Modular Approach to Data Validation in Web Applications

By | April 7, 2006

Data that is not validated or poorly validated is the root cause of a number of serious security vulnerabilities affecting applications. This paper presents a modular approach to performing thorough data validation in modern web applications so that the benefits of modular component based design; extensibility, portability and re-use, can be realised.

It starts with an explanation of the vulnerabilities introduced through poor validation and then goes on to discuss the merits of a number of common data validation methodologies. Finally, a modular approach is introduced together with practical examples of how to implement such a scheme in a web application.

Inadequate input validation is listed as the most serious security issue affecting web applications according to the OWASP top ten.
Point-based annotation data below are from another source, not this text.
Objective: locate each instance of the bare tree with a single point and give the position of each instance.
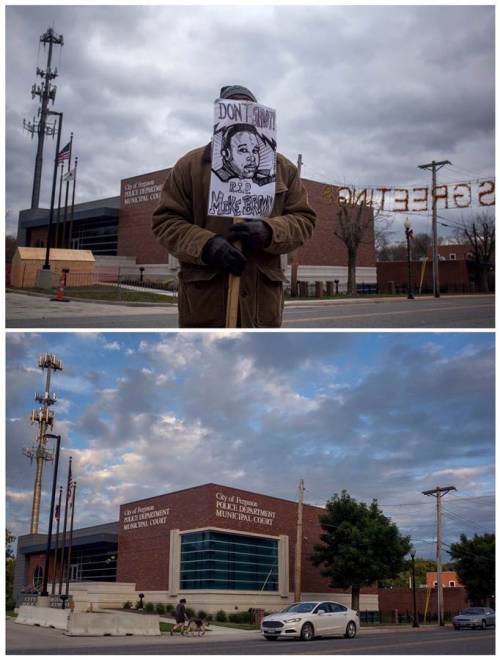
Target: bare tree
(479, 232)
(10, 248)
(353, 223)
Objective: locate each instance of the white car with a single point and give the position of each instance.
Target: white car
(309, 619)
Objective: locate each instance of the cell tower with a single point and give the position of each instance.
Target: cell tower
(47, 92)
(44, 417)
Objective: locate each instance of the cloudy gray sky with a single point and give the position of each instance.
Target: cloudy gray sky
(384, 416)
(364, 93)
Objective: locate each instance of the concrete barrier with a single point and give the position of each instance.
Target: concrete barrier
(46, 617)
(112, 623)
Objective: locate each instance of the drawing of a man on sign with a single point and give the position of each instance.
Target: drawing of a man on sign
(243, 177)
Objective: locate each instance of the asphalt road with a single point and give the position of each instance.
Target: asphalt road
(24, 311)
(27, 640)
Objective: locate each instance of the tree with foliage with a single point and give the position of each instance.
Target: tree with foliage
(479, 232)
(474, 563)
(10, 565)
(422, 567)
(359, 545)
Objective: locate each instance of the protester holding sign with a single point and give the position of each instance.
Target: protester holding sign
(239, 175)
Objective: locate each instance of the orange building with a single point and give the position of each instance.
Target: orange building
(449, 579)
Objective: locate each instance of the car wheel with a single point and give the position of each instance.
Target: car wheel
(350, 630)
(307, 632)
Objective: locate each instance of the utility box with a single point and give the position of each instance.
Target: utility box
(28, 261)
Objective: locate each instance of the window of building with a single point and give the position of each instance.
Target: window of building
(220, 560)
(38, 578)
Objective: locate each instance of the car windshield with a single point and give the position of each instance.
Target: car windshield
(300, 607)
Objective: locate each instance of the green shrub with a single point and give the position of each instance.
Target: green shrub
(240, 617)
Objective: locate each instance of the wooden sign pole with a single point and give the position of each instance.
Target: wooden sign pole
(233, 293)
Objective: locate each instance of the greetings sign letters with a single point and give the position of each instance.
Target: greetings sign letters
(144, 516)
(243, 177)
(235, 507)
(463, 195)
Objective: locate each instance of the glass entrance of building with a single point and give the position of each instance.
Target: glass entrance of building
(219, 560)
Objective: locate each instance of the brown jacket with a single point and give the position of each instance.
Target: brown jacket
(182, 225)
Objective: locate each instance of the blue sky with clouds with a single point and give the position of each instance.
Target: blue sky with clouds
(383, 415)
(377, 91)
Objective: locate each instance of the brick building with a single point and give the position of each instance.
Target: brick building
(219, 547)
(120, 227)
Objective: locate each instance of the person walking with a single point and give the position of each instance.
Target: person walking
(180, 616)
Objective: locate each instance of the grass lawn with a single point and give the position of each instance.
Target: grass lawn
(102, 292)
(239, 626)
(166, 627)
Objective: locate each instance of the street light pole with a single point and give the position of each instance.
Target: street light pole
(52, 502)
(414, 589)
(409, 236)
(46, 279)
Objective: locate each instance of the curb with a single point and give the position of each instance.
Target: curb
(123, 303)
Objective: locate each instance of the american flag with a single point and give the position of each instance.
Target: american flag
(64, 153)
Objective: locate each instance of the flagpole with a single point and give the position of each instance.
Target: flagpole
(52, 503)
(58, 223)
(70, 544)
(70, 237)
(46, 265)
(67, 193)
(64, 527)
(56, 549)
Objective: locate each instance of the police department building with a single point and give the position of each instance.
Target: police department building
(216, 546)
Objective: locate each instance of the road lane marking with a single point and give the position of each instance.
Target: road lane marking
(381, 647)
(367, 314)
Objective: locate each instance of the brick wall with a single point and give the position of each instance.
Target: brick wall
(138, 201)
(143, 553)
(401, 598)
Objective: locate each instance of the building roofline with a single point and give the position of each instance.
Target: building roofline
(211, 483)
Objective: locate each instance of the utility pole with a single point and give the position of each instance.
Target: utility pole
(47, 92)
(438, 493)
(64, 238)
(44, 417)
(434, 166)
(298, 545)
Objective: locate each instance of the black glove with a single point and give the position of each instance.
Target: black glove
(254, 234)
(218, 253)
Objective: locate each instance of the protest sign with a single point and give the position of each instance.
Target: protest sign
(243, 177)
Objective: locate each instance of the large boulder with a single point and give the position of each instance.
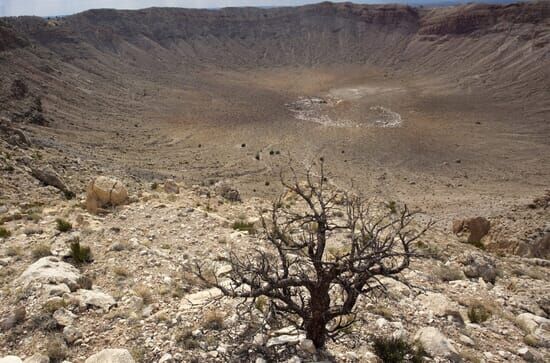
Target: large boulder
(228, 192)
(50, 270)
(477, 265)
(111, 356)
(436, 344)
(478, 228)
(103, 192)
(94, 299)
(11, 359)
(48, 176)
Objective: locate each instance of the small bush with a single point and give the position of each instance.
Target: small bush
(244, 226)
(52, 305)
(138, 353)
(477, 244)
(41, 250)
(449, 273)
(121, 271)
(81, 254)
(478, 313)
(186, 339)
(56, 349)
(395, 350)
(4, 233)
(63, 225)
(213, 320)
(85, 282)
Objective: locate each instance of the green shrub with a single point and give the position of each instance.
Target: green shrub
(80, 254)
(40, 250)
(213, 320)
(186, 339)
(477, 244)
(4, 233)
(395, 350)
(244, 226)
(63, 225)
(478, 313)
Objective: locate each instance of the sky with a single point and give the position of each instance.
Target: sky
(67, 7)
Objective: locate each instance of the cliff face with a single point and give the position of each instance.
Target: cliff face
(481, 17)
(9, 39)
(464, 43)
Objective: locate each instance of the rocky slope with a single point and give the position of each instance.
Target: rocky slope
(157, 94)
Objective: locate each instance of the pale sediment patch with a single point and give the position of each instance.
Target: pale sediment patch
(316, 109)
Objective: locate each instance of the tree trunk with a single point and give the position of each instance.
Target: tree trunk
(316, 331)
(315, 326)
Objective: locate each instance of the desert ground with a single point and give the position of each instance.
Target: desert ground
(443, 110)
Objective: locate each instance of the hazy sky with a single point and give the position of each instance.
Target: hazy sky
(66, 7)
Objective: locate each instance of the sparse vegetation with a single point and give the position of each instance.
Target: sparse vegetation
(63, 225)
(449, 273)
(4, 233)
(477, 244)
(213, 320)
(50, 306)
(244, 226)
(56, 349)
(41, 250)
(293, 270)
(478, 313)
(80, 254)
(395, 350)
(121, 271)
(186, 339)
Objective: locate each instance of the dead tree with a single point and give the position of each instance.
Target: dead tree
(320, 254)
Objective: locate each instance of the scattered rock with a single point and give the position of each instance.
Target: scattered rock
(11, 359)
(228, 192)
(94, 298)
(48, 176)
(436, 344)
(71, 334)
(103, 192)
(64, 317)
(477, 265)
(439, 304)
(478, 228)
(541, 247)
(50, 270)
(171, 187)
(15, 318)
(111, 356)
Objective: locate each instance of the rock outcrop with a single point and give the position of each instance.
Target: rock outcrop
(111, 356)
(103, 192)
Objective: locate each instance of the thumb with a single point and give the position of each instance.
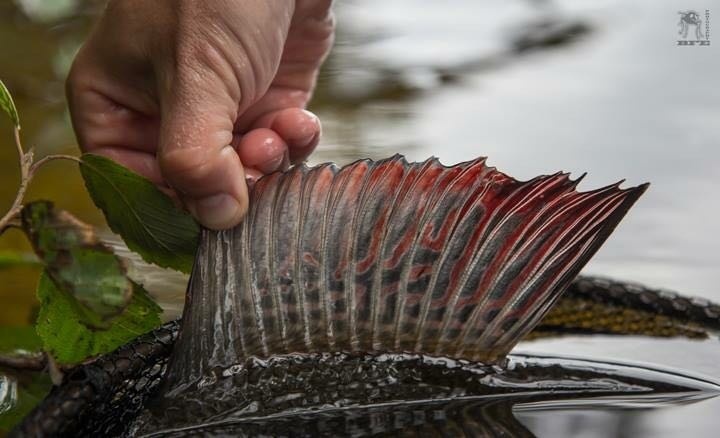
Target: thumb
(195, 153)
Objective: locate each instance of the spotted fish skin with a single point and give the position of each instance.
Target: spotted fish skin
(103, 397)
(460, 261)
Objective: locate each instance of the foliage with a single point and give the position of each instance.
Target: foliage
(88, 304)
(8, 105)
(10, 259)
(78, 262)
(70, 341)
(29, 390)
(19, 339)
(145, 217)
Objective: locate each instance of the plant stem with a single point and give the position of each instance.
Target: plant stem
(34, 362)
(28, 168)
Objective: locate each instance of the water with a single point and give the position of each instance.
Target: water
(620, 101)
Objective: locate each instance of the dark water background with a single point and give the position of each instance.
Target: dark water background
(538, 86)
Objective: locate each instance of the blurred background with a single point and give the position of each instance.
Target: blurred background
(536, 85)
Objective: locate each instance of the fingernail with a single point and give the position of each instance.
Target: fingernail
(272, 165)
(305, 141)
(252, 174)
(217, 212)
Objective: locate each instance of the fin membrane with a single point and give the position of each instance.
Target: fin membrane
(459, 261)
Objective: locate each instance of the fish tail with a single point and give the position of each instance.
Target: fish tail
(393, 256)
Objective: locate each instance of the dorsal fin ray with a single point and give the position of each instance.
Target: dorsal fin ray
(390, 256)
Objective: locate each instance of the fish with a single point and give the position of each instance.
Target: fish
(373, 298)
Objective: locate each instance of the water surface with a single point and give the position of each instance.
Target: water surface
(538, 86)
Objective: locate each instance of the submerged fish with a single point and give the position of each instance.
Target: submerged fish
(379, 297)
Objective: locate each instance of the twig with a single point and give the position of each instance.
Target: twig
(28, 168)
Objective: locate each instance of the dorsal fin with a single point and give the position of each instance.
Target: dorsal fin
(459, 261)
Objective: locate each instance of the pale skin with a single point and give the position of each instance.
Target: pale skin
(198, 95)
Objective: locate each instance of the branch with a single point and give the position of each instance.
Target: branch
(33, 362)
(28, 168)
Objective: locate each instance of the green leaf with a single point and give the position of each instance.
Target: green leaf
(71, 342)
(19, 394)
(7, 105)
(19, 340)
(11, 259)
(146, 218)
(78, 262)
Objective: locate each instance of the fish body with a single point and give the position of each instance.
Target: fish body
(381, 284)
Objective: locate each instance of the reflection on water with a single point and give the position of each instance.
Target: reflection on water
(537, 86)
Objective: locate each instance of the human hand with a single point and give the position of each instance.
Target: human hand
(197, 95)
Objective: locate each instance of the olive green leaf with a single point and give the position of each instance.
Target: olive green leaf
(7, 105)
(146, 218)
(70, 342)
(10, 259)
(78, 262)
(22, 392)
(19, 340)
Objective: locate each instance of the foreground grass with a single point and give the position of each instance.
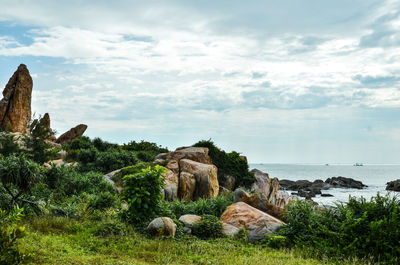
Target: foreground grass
(64, 241)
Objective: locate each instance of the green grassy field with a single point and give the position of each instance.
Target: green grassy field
(65, 241)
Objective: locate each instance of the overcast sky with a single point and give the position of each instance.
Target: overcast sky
(286, 81)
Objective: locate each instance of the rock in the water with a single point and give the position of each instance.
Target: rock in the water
(393, 185)
(342, 182)
(170, 185)
(229, 230)
(257, 223)
(162, 226)
(205, 175)
(188, 221)
(72, 134)
(15, 107)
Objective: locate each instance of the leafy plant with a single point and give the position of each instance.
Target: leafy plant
(18, 176)
(10, 233)
(228, 164)
(209, 227)
(143, 194)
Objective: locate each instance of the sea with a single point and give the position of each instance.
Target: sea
(374, 176)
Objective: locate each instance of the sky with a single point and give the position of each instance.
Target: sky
(288, 81)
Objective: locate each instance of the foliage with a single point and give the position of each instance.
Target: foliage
(209, 227)
(357, 228)
(18, 176)
(228, 164)
(38, 148)
(143, 194)
(10, 234)
(215, 206)
(7, 144)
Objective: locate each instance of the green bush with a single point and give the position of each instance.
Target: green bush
(228, 164)
(358, 228)
(209, 227)
(143, 194)
(18, 175)
(10, 233)
(202, 206)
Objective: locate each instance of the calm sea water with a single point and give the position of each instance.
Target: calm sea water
(375, 176)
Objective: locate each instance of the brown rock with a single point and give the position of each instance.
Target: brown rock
(170, 185)
(72, 134)
(15, 107)
(187, 186)
(257, 223)
(205, 175)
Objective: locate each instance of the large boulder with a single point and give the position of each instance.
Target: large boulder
(205, 176)
(393, 185)
(15, 107)
(170, 185)
(259, 201)
(73, 133)
(257, 223)
(342, 182)
(162, 226)
(198, 154)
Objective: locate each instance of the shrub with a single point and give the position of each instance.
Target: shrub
(357, 228)
(18, 176)
(215, 206)
(228, 164)
(209, 227)
(10, 233)
(143, 194)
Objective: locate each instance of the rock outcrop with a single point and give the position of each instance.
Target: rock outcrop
(15, 107)
(162, 226)
(206, 179)
(257, 223)
(170, 185)
(393, 185)
(73, 133)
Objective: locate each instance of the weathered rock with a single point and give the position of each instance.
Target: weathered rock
(188, 221)
(229, 230)
(187, 186)
(259, 201)
(257, 223)
(228, 182)
(342, 182)
(198, 154)
(15, 107)
(162, 226)
(170, 185)
(205, 175)
(73, 133)
(393, 185)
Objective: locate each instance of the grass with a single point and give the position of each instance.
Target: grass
(56, 240)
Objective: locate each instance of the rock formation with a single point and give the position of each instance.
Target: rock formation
(257, 223)
(72, 134)
(15, 107)
(197, 177)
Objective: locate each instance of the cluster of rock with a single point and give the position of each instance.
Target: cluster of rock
(308, 189)
(190, 174)
(393, 185)
(15, 110)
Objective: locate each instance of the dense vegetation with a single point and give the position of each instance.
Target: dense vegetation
(228, 164)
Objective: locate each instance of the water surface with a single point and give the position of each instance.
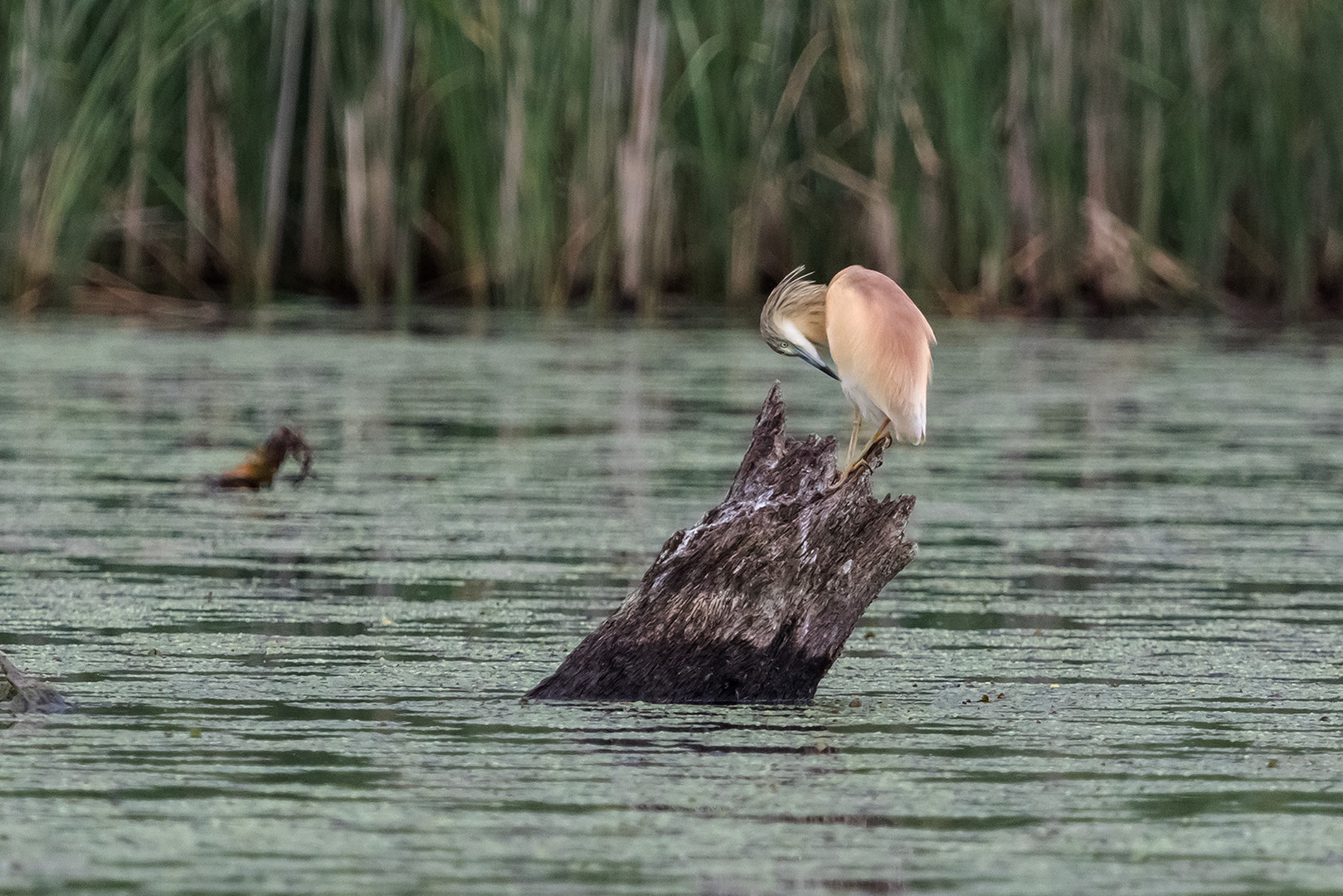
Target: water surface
(1113, 666)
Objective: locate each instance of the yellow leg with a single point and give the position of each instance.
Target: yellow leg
(853, 437)
(863, 458)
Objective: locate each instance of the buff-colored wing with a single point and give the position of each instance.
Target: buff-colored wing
(880, 343)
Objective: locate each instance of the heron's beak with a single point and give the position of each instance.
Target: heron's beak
(814, 359)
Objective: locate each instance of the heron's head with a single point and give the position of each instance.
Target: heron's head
(794, 320)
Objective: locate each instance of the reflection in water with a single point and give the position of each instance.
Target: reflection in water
(1115, 660)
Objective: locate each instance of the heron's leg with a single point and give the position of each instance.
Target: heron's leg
(881, 436)
(863, 458)
(853, 437)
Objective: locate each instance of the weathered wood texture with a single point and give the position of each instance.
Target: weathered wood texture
(23, 694)
(755, 602)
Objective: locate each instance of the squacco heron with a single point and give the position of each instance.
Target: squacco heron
(878, 340)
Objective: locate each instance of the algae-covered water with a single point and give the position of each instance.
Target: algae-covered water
(1113, 666)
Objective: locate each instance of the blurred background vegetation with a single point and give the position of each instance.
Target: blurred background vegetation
(997, 156)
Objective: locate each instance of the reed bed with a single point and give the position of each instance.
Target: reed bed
(1000, 158)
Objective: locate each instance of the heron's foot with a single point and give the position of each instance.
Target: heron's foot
(868, 461)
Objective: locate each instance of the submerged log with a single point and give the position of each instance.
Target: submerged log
(755, 602)
(24, 694)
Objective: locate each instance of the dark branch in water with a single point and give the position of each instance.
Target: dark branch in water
(22, 694)
(755, 602)
(260, 469)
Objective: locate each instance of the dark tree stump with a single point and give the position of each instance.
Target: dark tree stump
(755, 602)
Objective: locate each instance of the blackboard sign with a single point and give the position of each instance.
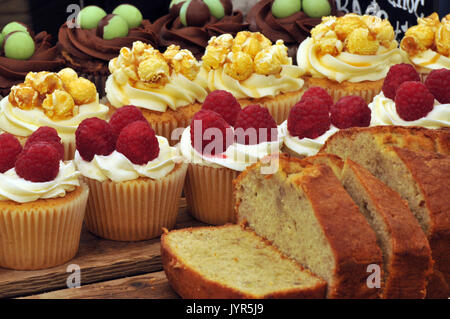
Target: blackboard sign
(401, 13)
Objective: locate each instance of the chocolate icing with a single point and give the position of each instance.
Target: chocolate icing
(195, 38)
(86, 52)
(46, 57)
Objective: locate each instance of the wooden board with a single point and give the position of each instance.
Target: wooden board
(99, 260)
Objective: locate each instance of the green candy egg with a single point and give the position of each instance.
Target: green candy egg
(90, 16)
(216, 8)
(13, 26)
(316, 8)
(18, 45)
(114, 26)
(130, 13)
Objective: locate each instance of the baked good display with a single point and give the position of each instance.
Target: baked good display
(190, 24)
(93, 38)
(42, 202)
(228, 262)
(23, 52)
(290, 21)
(165, 86)
(254, 70)
(306, 213)
(221, 141)
(135, 176)
(349, 55)
(427, 44)
(59, 100)
(412, 163)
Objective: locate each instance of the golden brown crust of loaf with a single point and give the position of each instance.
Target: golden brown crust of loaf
(410, 263)
(190, 284)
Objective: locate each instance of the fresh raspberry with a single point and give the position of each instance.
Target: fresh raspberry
(309, 118)
(320, 93)
(94, 137)
(204, 138)
(224, 104)
(138, 142)
(438, 83)
(398, 74)
(46, 134)
(39, 163)
(123, 116)
(10, 149)
(350, 111)
(413, 101)
(256, 117)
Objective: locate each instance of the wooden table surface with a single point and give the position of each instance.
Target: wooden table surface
(108, 269)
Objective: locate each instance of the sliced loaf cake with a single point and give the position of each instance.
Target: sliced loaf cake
(307, 214)
(225, 262)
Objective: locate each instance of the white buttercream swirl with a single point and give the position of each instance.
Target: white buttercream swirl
(384, 112)
(305, 146)
(236, 157)
(24, 122)
(346, 66)
(178, 92)
(118, 168)
(15, 188)
(257, 85)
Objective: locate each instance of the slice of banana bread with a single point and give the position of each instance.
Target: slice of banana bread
(229, 261)
(305, 212)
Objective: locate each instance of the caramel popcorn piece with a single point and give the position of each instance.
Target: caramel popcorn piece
(361, 42)
(59, 105)
(24, 96)
(240, 66)
(82, 91)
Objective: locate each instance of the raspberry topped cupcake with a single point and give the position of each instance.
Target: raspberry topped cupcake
(427, 44)
(406, 101)
(221, 142)
(135, 176)
(164, 86)
(349, 55)
(59, 100)
(37, 189)
(315, 118)
(23, 52)
(254, 70)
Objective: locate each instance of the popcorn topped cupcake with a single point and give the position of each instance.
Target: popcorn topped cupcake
(427, 44)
Many common security issues in applications are caused by inadequate input validation including: Parameter manipulation, and therefore subversion of logic or security controls; Code injection, such as Cross Site Scripting, SQL Injection and Operating System command injection attacks; Legacy C/C++ vulnerability classes, such as buffer overflows, integer wrap and format string vulnerabilities.

The vulnerabilities introduced by inadequate input validation are varied, but the cause is the same: The application is only designed to process a defined data set, yet no checks are performed to ensure that the data presented to the application conforms to this set. The result is that an attacker could subvert the application logic, execute unauthorised commands or code on backend systems or compromise the trust the user has in the application.

A modular approach to software design allows components and tiers to be loosely coupled. This allows the individual components to be re-used in other applications and makes the task of extending the application, by for example adding another type of client, much simpler and easier. When a data validation mechanism is designed it should also support modular design principles to ensure that when the application is extended or components re-used, very little additional work has to be done in the way of validation.